Thursday, March 20, 2008

Why the California Ruling Affects ALL Parents

I’m almost afraid to write about the recent California court decision that has freaked out many homeschoolers in that state as well as everywhere else, because most of the things being said about it can be found all over the blogosphere by now.

But columnist Ken Blackwell has makes an important point about this landmark ruling that we parents (not just homeschooling parents but ALL parents) need to be aware of:

It has been nearly 20 years since the United Nations first agreed to codify the Convention of the Rights of the Child into international law and since that time, America has been only one of two member states of the United Nations to have not ratified the Convention.

The California case is a perfect example of why America has not ratified the treaty……..

But, as Blackwell goes on to emphasize in his column, the NEA is a supporter of that U.N. Convention and would love to see us ratify it. If you don’t know what it’s all about, you need to read up on it. The short version is that the “rights” it grants to children are built on the removal of parental rights. And that’s what the California appellate ruling is all about, taking away the right of parents to teach their children.

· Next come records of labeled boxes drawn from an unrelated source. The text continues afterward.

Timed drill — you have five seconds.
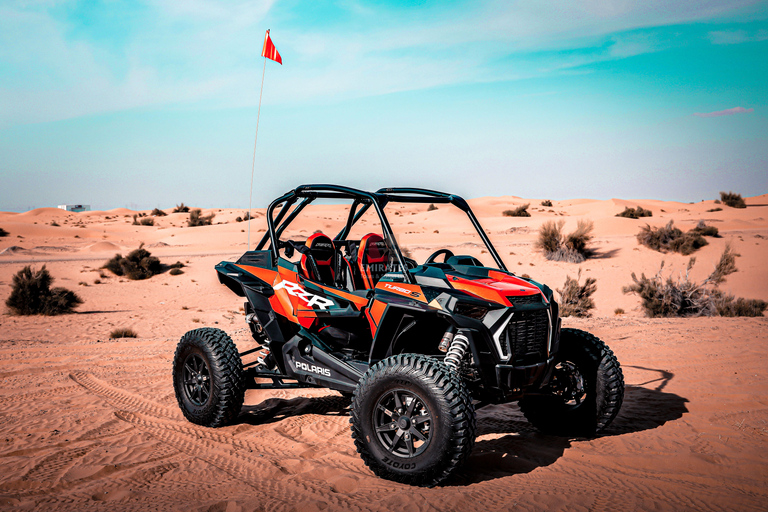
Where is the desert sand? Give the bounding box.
[0,195,768,512]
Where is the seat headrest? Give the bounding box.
[306,232,335,265]
[357,233,389,264]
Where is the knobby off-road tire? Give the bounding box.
[520,329,624,437]
[350,354,475,487]
[173,327,245,427]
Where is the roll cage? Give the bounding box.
[258,185,507,283]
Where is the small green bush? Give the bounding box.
[623,245,768,317]
[720,192,747,208]
[5,265,83,316]
[637,221,708,256]
[616,206,653,219]
[557,269,597,317]
[109,327,139,340]
[187,208,216,228]
[536,220,594,263]
[102,244,163,280]
[502,203,531,217]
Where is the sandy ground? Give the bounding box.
[0,196,768,512]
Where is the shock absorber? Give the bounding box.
[445,331,469,371]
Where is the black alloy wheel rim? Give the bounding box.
[373,389,433,459]
[553,361,587,407]
[182,354,211,406]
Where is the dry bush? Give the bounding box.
[187,208,216,228]
[689,220,720,237]
[5,265,83,316]
[616,206,653,219]
[536,220,594,263]
[720,192,747,208]
[102,244,163,280]
[109,327,139,340]
[637,221,707,256]
[623,245,768,317]
[502,203,531,217]
[133,215,155,226]
[557,269,597,317]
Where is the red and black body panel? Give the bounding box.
[216,185,560,402]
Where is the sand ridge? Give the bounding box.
[0,196,768,511]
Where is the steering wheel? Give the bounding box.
[424,249,453,265]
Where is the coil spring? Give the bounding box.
[445,334,469,371]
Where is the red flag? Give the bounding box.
[261,30,283,65]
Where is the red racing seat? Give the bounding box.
[357,233,389,290]
[299,232,336,286]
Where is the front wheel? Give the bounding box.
[520,329,624,437]
[173,327,245,427]
[350,354,475,487]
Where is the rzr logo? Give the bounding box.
[274,281,335,309]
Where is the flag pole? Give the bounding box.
[246,53,269,252]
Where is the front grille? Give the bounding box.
[500,309,549,365]
[507,293,541,306]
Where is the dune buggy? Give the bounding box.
[173,185,624,486]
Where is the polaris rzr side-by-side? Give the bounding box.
[173,185,624,486]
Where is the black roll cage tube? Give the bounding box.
[256,185,507,283]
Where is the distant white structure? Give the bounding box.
[59,204,91,212]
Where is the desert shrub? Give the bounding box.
[102,244,163,280]
[536,220,594,263]
[616,206,653,219]
[187,208,216,228]
[720,192,747,208]
[690,220,720,237]
[637,221,707,256]
[502,203,531,217]
[557,269,597,317]
[133,215,155,226]
[5,265,83,316]
[109,327,139,340]
[623,245,768,317]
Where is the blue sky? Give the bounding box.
[0,0,768,211]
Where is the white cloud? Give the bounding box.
[0,0,754,128]
[693,107,755,117]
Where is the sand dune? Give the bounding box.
[0,195,768,512]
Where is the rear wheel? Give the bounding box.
[173,328,245,427]
[350,354,475,486]
[520,329,624,437]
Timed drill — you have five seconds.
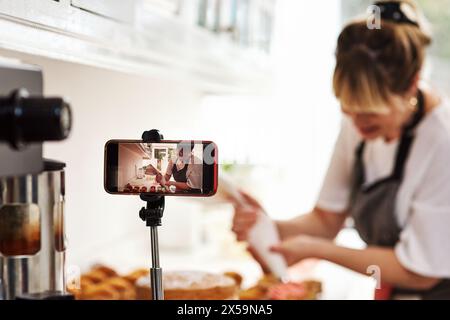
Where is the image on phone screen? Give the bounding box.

I’m glad Blackwell is bringing up this aspect of the story, and I hope it gains some legs. I find it even more important than other angles of this story, though they’re certainly not minor issues. Besides the homeschooling aspect, they include:

1) Requiring homeschooling parents to be certified teachers could ultimately hurt private schools, which do not always insist on that requirement for their own teachers.

2) Requiring teachers to be certified could also be applied to substitute teachers. The NEA does not state that California requires substitute teachers to be certified, but they must have a bachelor’s degree at a minimum. This site comes right out and states that CA substitutes don’t have to be certified. If, as this article mentions, the California teacher’s union's members think all students should be taught by certified teachers, shouldn’t CA substitutes be certified before they go after homeschool parents?

3) To become certified in California, you must take the CBEST exam. I’ve written about this before: that test is a joke. See for yourself.